A murmur of disgust echoed through the chamber.
Commander Delia Ramos, second only to Tigre, stepped forward. “We have eyes in the Civic Front. Even they are afraid of us. That fear is power. We can use it.”
A younger fighter, probably no more than sixteen, shouted from the rear. “Then we kill the Americans? Ambush the next convoy?”
Tigre raised a hand, not to silence him, but to elevate the moment. “No. Not just soldiers. Not just convoys. We will strike when and where it will shatter their trust in Roosevelt’s peace. Before signatures touch ink. Before transition becomes a cage that we cannot escape.”
He pulled a worn telegram from his satchel.
“Roosevelt lands in Cavite in two weeks. Marasigan will greet him. Journalists. Generals. Delegates. The whole illusion of unity.”
He dropped the paper into a brazier. It curled in flame.
“We make Cavite their Sarajevo.”
—
On the other side of the world, the alpine air was crisp and laced with spring bloom, but the study remained cool and shaded.
Bruno sat near the tall windows, a tumbler of Austrian brandy in his hand.
His personal telegraph operator, a veteran of the Iron Division, stood in the doorway holding the latest decrypted dispatch.
Bruno didn’t rise. He merely extended two fingers. The dispatch was placed into them without a word.
He read it once.
Then again.
“Katipunan leadership votes to sabotage Roosevelt’s visit to Cavite,” he said aloud, almost lazily. “Marasigan’s moderates unaware. Intelligence suggests a high-profile assassination attempt is likely.”
A silence stretched between him and the aging radio officer.
Bruno set the paper down on a tray and leaned back in his chair, taking a slow sip from his glass.
“Do nothing,” he said finally.
The officer blinked. “Sir?”
Bruno’s tone was steady, quiet, but almost amused.
“The Americans spent years butchering their way through Luzon and Mindoro to keep a dying colony alive. And now, just when they think they’ve bought peace…” He swirled the amber liquid.
“…fate intervenes.”
His gaze drifted to the misty peaks outside, far above the world of men.
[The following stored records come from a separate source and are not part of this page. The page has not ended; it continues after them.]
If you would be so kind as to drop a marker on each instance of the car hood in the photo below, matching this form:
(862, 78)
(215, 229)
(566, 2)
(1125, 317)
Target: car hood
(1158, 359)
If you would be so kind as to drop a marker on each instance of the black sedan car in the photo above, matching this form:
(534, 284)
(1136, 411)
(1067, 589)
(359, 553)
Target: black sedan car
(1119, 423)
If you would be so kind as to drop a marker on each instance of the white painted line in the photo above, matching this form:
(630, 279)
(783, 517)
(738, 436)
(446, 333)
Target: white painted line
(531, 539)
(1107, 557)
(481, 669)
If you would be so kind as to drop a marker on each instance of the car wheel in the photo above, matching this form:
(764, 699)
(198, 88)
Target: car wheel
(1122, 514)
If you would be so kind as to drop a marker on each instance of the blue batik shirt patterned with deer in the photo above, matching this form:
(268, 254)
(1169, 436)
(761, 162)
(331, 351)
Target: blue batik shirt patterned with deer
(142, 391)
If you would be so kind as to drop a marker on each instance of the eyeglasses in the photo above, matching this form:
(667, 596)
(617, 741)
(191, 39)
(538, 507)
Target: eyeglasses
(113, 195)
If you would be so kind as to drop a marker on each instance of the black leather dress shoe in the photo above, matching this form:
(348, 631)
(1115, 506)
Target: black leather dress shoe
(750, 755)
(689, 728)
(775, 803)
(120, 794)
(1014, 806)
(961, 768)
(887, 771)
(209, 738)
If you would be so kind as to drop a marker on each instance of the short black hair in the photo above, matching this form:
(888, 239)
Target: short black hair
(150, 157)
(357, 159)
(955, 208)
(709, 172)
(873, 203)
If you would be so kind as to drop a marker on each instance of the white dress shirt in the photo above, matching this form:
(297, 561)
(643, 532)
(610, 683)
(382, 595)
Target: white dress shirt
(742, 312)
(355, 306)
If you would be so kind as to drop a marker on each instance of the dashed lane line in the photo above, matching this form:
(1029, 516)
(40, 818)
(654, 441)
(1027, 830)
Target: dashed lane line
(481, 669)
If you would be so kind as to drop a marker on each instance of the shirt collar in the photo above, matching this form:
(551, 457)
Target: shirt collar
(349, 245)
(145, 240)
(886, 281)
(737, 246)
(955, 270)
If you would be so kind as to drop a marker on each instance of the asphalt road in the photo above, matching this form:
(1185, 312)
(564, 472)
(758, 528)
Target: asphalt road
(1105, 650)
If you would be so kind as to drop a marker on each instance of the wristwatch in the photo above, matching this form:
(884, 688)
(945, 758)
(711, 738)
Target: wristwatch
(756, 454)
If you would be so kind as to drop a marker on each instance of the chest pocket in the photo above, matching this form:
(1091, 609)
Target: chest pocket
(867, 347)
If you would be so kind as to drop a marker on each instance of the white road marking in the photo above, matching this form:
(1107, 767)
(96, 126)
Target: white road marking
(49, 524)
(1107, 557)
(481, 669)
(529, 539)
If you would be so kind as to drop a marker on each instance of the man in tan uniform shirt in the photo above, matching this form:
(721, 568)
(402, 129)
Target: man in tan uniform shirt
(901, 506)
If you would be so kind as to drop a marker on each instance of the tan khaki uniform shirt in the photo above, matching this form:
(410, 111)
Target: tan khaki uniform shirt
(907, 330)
“Churchill was shot dead by nationalists during the Great War. Becuase Birtian was losing so badly that the people demanded a withdrawal. Now, Roosevelt may very well suffer a similar fate. One less pillar to hold up the rotting house of the liberal empire.”
The officer hesitated. “If they succeed, won’t that risk escalation?”
Bruno gave the faintest smile. “It risks clarity.”
He raised the glass again, staring through it as if peering into time itself.
“I spent a lifetime watching the world rot from the inside. Now? Now the sisters of fate have decided to excise it on my behalf.”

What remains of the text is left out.